Vermeer bakışlarını Ernest'e çevirdi ve onun fikrini almak istercesine baktı.

Ernest omuzlarını 'ben bilmem' anlamında silkerken Vermeer endişeyle Zhongli'ye geri döndü.

"Ş-şey sanırım bunda bir sorun yok.." Zhongli'nin gözleri parladı. AŞKINI KAYBETMEMİŞTİ. HATTA ONUNLA DAHA DA YAKINLAŞMIŞTI. Zhongli her an mutluluktan bayılabilirdi.

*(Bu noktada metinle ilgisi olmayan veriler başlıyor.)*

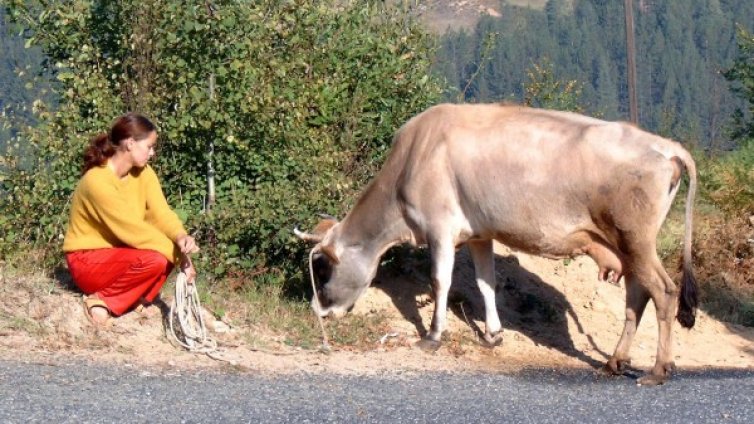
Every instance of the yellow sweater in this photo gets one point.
(110, 212)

"HARİKA-ah pardon bir an yükseldim."Vermeer kıkırdadı.

"Pekala, yaz bakalım" Zhongli Vermeer'in söylediği numarayı kaydetti hemencecik. Akşama onunla konuşacak ve ilişkisini geliştirecekti. Zhongli.. Cidden bu maviş adama çok aşık olmuştu...

"Teşekkür ederim!" Zhongli arkasını döndü telefonuna sarılarak personel odasına hızlıca gitti.

Zhongli kapıyı sertçe kapadı ve kendini ilk gördüğü sandalyeye attı. Ama karşında duran sarışını içeri girdiğinde fark etmemişti.

"Ah-Lumine Hanım!"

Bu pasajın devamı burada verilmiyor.